A sudden idea came to me and I got up and blindly rushed the thin air where the doorstop had come from.
Nothing.
"Otacon, are you sure there's nothing you can do about this?" I asked.
He thought long and hard. "Well, I was running it from an expendable power source, like I said...it'll run out eventually. But not yet, I'm afraid. It could last up to a couple of hours."
I sighed. "There's nothing for it then; we'll have to catch her ourselves."
I don't want to recount the next couple of hours. Suffice to say, we spent most of it dancing about the various rooms of our apartment in the same manner I had been earlier, dodging flying objects and alternately coaxing and yelling at Jessica.
Eventually, Otacon looked at his watch. "Oh my God! Fuller's due in about two minutes!"
I dodged a floppy disk and sank down on the sofa. "We are finished."
There was a loud knocking at the door.
Otacon gulped. "That'll...that'll be him." He went nervously over to the door and opened it.
I heard him say, "Mr Fuller..."
"Dr. Emmerich," said Mr Fuller, respectfully.
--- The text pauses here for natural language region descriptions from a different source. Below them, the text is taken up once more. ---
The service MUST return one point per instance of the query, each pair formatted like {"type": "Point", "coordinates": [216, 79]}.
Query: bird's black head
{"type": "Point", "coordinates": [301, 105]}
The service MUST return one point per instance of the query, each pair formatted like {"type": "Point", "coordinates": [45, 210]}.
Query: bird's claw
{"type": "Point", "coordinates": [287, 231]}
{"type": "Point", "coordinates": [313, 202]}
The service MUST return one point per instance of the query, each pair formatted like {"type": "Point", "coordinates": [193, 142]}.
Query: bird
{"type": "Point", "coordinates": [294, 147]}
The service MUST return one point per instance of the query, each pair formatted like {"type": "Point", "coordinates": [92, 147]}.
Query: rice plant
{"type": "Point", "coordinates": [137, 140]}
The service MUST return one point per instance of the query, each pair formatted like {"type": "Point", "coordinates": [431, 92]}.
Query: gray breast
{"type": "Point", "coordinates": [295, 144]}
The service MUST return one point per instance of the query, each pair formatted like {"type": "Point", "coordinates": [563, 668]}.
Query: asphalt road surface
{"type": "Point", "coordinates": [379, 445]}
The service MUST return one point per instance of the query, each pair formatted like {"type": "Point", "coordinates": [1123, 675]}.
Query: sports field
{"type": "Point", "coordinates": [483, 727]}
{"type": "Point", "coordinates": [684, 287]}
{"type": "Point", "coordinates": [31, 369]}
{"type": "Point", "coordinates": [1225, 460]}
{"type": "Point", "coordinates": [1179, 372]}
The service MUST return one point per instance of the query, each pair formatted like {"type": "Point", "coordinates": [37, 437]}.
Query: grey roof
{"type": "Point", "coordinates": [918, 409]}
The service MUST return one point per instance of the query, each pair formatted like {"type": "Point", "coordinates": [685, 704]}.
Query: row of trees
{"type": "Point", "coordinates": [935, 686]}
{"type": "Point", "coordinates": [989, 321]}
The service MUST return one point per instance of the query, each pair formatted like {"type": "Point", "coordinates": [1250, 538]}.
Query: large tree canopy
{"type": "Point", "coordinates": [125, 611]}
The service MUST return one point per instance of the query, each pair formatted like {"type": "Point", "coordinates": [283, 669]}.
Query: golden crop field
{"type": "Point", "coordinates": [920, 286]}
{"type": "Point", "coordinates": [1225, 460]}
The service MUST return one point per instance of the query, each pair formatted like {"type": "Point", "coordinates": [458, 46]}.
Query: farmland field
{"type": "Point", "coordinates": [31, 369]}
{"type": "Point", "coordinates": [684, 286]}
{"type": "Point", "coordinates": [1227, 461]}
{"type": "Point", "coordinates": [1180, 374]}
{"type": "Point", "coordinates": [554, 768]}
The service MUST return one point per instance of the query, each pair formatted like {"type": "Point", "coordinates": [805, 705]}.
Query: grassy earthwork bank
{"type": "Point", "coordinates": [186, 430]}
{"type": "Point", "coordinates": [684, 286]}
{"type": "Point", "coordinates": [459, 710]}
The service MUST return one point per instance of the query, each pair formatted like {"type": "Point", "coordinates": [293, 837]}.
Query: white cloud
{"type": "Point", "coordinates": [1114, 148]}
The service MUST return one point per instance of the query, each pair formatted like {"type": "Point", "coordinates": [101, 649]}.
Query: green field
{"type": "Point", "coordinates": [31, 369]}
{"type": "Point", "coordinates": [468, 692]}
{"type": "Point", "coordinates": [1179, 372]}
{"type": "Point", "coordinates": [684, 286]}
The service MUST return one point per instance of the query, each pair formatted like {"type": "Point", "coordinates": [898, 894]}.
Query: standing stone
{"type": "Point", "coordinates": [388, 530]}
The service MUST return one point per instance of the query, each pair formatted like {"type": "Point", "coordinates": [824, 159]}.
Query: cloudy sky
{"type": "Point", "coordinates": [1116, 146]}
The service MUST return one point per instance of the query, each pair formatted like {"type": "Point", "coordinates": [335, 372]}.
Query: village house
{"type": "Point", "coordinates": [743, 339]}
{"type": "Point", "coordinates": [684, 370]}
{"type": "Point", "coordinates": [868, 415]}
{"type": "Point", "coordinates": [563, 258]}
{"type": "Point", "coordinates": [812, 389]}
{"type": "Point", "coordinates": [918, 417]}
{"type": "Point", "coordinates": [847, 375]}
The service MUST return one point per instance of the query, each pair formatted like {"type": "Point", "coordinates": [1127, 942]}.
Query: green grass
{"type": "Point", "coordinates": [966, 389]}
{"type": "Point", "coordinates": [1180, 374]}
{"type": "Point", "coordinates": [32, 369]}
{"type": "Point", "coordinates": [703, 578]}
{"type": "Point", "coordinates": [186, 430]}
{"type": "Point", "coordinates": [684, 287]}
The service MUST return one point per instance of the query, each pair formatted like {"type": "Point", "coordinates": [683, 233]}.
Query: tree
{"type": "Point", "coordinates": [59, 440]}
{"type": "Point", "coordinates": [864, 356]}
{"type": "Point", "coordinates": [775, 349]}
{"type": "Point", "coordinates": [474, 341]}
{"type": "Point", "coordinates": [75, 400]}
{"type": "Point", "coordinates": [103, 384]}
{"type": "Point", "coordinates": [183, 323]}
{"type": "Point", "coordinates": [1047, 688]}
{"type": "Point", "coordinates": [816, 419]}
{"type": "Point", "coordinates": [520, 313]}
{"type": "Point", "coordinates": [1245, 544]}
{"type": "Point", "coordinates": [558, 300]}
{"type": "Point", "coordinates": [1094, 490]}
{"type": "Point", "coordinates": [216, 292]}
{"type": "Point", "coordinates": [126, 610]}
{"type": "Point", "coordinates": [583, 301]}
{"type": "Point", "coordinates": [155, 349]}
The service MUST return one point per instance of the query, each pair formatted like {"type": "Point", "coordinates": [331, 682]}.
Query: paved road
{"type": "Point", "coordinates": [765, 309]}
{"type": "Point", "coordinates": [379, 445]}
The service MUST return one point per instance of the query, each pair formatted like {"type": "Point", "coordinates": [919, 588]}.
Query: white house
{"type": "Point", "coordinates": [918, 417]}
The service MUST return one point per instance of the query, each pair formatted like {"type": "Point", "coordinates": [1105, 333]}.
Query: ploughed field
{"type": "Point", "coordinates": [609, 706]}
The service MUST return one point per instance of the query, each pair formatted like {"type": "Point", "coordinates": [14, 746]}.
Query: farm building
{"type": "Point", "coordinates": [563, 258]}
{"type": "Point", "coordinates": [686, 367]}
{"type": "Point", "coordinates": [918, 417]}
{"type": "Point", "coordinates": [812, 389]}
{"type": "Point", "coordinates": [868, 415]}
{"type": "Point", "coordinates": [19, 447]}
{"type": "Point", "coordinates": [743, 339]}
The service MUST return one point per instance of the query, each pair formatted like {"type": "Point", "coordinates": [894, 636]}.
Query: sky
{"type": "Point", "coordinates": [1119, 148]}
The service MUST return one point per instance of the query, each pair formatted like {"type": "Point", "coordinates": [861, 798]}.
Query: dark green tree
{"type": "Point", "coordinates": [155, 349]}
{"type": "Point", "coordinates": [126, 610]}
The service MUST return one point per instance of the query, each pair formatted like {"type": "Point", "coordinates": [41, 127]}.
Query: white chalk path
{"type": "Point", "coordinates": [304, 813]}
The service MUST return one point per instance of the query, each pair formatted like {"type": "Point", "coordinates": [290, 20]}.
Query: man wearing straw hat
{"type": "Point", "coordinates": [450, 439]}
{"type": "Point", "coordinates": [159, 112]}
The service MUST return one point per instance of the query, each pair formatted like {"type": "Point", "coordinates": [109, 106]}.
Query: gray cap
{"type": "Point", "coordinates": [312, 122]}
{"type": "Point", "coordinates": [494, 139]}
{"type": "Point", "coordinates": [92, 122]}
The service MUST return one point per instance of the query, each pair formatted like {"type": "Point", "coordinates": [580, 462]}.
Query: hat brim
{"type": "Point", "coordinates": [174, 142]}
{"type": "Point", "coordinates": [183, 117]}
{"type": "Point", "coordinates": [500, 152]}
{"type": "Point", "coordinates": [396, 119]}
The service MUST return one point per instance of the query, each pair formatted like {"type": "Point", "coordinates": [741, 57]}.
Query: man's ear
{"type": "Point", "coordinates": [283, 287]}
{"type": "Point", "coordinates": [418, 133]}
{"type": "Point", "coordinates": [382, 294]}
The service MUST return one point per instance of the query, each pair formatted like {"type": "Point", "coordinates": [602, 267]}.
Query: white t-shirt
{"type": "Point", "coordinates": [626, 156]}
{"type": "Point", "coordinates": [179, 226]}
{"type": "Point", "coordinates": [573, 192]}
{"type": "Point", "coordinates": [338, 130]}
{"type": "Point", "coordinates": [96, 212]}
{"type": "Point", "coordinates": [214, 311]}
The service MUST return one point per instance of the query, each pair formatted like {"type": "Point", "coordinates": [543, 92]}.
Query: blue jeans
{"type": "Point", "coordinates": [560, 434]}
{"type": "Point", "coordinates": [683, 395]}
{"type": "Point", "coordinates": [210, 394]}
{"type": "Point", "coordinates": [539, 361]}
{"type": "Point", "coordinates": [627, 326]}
He liked Otacon, since Otacon had letters after his name and could be polite.
He didn't like me. I was never polite; and I didn't even have a name.
"Where's Jessica?" he asked, looking around as I greeted him with a perfunctory nod.
"She's...uh...asleep," said Otacon. He was sweating, I noticed.
"Where?" he asked.
"In my room," I volunteered. "We thought it would be...uh...quieter."
He nodded. "Can I go and see her?"
"Um...do you really want to wake her?" Otacon asked, nervously.
"I have to take her back," he told us, "her dinner's ready."
He stood up and wandered toward my room.
"I...I don't think that's a good idea," said Otacon frantically.
He stopped. His eyes narrowed suspiciously, and he turned round on us. "I am going," he spat, "to see my daughter, and if you two have done anything to her...I've heard about the things you gays do to kids."
"We're not – "Otacon started, but bit his lip as the enraged father barged into my room.
I squeezed my eyes shut, waiting for the outburst. Only it didn't come.
I opened one eye gingerly, then the other. Otacon and I went through, wondering why we hadn't yet been evicted.
Jessica was lying on the bed, eyes shut, looking as though she'd been there all the time. As we watched, she opened her eyes and said, "Daddy?"
Her dad smiled at her. "Are you ready to go home, honey?"
She nodded and he picked her up and turned to us, looking embarrassed. "Sorry about that...I didn't mean anything by it. I'm not homophobic or anything, it was only just that I was worried about Jessica."
"That's OK," Otacon said.
I piped up. "And anyway, we aren't actually..." but he cut me off.
"I'd be glad for you to babysit again, if you'd like to, some time."
We both nodded, with big, fake smiles.
"Right. I'd better go...say goodbye, Jess."
"Bye Dabe, bye, Mister Hal," said the child, once again a wide-eyed, innocent cherub.
And the two of them left.
Otacon and I stood and looked at each for several minutes, speechless with relief. Finally I said – "Well, you know what we need now, don't you?"
"What?" Otacon replied.
"A drink." I pulled out my wallet. "They're on me."